Le 17 novembre, cet avocat a été placé en garde à vue et, selon lui, « brutalisé ». Il a été entendu le lendemain par le parquet, puis libéré, alors qu’une foule de ses partisans s’était massée devant le tribunal. Accusé d’« offense au chef de l’État », il sera jugé le 24 décembre. Le procureur Azad Mze lui reproche d’avoir qualifié Sambi de « mécréant » et de « kafir » lors d’un meeting de l’opposition, le 15 novembre, dans le sud de la Grande Comore.

L’avocat de Larifou, Me Mzimba, veut y voir une « arrestation politique » : « Si on ne peut plus critiquer Sambi dans un meeting… » Selon le procureur, il s’agit au contraire d’une procédure normale, quoique le délit soit « assez rare ».

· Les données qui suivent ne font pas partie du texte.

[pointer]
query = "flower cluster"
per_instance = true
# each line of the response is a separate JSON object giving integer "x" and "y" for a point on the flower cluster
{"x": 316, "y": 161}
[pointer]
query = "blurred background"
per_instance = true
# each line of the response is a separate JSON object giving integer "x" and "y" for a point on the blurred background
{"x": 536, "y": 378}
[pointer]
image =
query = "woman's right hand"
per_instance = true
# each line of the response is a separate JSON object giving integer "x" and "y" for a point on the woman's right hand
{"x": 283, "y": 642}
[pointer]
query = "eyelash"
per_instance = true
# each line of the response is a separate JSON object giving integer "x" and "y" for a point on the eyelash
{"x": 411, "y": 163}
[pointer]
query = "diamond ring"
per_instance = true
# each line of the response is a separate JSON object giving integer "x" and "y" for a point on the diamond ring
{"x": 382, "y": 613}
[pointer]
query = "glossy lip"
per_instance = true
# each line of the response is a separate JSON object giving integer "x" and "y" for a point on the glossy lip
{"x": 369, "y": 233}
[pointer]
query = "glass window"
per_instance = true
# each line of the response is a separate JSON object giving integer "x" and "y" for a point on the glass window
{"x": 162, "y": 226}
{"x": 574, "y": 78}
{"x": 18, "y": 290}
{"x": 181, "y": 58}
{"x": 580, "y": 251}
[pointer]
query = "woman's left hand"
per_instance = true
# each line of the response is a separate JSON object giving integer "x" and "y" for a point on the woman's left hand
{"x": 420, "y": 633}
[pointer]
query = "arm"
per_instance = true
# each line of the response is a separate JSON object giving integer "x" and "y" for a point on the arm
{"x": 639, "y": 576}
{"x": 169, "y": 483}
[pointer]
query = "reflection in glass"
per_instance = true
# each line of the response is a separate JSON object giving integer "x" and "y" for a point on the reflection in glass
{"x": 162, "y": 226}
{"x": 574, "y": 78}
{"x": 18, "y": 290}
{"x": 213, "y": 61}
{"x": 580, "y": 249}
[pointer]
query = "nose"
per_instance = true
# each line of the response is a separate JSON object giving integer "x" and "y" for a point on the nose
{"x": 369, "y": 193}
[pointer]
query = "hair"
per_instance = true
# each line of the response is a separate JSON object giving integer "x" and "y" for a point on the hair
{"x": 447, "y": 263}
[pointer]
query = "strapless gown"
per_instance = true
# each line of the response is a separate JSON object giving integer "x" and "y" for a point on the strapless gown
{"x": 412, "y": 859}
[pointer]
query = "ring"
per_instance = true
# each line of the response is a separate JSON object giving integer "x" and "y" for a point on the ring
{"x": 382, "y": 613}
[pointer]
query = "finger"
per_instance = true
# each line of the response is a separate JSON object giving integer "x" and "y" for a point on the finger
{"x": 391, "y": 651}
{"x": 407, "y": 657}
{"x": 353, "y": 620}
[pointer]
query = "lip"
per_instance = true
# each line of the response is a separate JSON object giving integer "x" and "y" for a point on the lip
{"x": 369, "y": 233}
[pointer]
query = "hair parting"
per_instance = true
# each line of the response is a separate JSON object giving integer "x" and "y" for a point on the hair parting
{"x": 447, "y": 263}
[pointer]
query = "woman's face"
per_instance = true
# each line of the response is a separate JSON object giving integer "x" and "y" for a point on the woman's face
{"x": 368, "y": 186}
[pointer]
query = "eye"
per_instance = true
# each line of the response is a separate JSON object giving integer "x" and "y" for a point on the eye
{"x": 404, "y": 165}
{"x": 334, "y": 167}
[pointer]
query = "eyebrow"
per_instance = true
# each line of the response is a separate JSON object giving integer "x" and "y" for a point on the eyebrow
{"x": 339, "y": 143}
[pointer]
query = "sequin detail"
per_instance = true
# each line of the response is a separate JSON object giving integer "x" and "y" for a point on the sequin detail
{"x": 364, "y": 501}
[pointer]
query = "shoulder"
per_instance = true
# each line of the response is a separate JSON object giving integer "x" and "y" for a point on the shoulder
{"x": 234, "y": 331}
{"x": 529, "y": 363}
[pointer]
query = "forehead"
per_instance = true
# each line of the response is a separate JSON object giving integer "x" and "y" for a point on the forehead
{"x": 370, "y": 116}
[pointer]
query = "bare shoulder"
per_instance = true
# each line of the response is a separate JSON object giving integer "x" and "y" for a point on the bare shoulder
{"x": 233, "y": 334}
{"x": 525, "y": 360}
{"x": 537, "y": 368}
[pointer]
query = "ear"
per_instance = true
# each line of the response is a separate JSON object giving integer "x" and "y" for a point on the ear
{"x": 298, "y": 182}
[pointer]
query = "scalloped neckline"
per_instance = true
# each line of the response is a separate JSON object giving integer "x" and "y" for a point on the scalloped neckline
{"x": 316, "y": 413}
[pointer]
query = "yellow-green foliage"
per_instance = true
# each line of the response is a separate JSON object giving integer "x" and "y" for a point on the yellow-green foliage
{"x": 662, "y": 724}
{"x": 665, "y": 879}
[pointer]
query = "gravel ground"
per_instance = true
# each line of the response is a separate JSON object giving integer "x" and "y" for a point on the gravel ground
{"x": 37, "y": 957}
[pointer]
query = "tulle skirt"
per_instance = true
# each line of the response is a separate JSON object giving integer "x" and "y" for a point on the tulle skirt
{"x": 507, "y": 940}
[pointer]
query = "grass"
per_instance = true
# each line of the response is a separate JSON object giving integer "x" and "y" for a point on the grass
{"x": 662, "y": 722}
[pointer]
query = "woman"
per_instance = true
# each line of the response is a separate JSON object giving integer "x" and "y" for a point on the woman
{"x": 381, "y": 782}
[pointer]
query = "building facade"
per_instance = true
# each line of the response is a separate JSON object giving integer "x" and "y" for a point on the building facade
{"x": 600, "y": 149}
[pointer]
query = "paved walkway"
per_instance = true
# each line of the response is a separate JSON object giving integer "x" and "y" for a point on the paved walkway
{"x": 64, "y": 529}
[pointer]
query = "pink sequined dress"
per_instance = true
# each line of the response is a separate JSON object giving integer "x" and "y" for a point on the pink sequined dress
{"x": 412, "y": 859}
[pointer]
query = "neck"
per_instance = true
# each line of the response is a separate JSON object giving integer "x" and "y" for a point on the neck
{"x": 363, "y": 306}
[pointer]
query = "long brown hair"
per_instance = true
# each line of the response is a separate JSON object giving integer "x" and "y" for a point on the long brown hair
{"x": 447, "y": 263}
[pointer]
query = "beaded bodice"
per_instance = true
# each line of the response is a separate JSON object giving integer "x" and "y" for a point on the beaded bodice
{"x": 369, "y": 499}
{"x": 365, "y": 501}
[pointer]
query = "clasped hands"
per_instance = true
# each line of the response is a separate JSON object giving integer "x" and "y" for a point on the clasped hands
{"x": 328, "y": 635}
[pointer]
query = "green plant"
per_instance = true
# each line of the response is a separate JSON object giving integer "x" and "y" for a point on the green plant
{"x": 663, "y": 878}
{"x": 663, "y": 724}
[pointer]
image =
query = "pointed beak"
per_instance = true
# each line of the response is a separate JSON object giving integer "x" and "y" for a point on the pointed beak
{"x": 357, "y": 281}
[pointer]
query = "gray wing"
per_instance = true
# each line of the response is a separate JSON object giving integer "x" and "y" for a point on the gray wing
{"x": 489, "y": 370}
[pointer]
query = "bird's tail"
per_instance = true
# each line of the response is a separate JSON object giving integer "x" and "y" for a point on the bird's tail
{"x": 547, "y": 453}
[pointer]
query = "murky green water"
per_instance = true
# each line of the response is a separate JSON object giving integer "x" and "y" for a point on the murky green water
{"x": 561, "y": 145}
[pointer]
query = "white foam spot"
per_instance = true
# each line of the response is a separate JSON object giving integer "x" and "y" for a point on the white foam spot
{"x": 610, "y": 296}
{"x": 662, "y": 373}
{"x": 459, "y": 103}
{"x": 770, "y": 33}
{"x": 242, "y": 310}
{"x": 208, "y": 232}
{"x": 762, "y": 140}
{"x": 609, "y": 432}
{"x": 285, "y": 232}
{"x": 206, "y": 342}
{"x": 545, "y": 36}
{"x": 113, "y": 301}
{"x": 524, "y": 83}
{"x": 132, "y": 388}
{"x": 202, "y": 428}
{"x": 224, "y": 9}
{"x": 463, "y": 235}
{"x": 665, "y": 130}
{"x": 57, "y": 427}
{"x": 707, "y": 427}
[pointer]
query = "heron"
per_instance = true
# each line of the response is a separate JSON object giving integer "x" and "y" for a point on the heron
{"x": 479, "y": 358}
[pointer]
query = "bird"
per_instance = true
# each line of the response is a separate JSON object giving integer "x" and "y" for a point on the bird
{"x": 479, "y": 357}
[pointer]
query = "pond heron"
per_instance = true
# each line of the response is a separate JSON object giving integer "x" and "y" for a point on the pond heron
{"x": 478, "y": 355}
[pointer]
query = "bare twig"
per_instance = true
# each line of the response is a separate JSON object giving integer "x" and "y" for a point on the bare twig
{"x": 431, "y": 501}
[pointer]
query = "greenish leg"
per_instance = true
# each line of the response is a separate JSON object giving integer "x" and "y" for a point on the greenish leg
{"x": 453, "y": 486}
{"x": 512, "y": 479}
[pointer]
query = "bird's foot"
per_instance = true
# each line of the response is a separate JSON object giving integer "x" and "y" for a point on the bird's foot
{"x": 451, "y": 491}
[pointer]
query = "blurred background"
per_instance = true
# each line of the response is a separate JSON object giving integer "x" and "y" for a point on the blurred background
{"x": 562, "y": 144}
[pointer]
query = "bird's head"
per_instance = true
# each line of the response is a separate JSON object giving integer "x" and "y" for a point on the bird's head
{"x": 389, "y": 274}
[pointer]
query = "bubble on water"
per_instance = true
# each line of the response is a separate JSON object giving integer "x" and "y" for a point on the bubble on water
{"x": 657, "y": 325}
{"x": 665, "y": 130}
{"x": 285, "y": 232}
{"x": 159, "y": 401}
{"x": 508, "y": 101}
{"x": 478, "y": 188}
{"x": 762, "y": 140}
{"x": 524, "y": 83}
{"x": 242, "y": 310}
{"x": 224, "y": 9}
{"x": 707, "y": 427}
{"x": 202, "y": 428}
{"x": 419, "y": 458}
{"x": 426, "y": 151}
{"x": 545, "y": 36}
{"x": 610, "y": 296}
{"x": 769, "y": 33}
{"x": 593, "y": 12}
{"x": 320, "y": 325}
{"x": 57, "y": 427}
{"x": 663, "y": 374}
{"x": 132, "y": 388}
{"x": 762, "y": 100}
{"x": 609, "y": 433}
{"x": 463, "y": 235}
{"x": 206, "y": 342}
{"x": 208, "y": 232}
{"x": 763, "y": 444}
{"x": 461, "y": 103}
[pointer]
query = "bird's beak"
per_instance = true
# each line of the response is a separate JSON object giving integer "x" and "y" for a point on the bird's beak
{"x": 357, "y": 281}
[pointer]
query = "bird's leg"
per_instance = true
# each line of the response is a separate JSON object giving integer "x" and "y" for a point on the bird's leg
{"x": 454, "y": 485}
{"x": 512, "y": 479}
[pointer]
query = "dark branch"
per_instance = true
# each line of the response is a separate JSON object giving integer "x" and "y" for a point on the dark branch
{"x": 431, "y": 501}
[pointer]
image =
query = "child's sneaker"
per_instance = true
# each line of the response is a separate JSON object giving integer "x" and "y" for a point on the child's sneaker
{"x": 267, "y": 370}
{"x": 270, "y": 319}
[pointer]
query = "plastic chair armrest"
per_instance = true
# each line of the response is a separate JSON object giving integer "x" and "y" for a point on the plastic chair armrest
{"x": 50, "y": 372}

La campagne électorale, officiellement ouverte le 14 novembre, ne pouvait pas plus mal débuter. Nombreux sont ceux qui craignent des incidents, alors que l’opposition évoque d’ores et déjà « la volonté du pouvoir de tricher ». L’enjeu de ces législatives, qui doivent se dérouler les 6 et 20 décembre, dépasse la seule élection des 24 députés. Pour Larifou, il s’agit, avec l’élection présidentielle programmée en mai 2010, « d’une seule et même campagne ». Sambi, qui ne peut pas se représenter l’année prochaine, est soupçonné de vouloir prolonger son mandat en cas de victoire aux législatives. Cela pourrait causer une nouvelle crise séparatiste, la prochaine présidence devant revenir, selon la Constitution, à un Mohélien.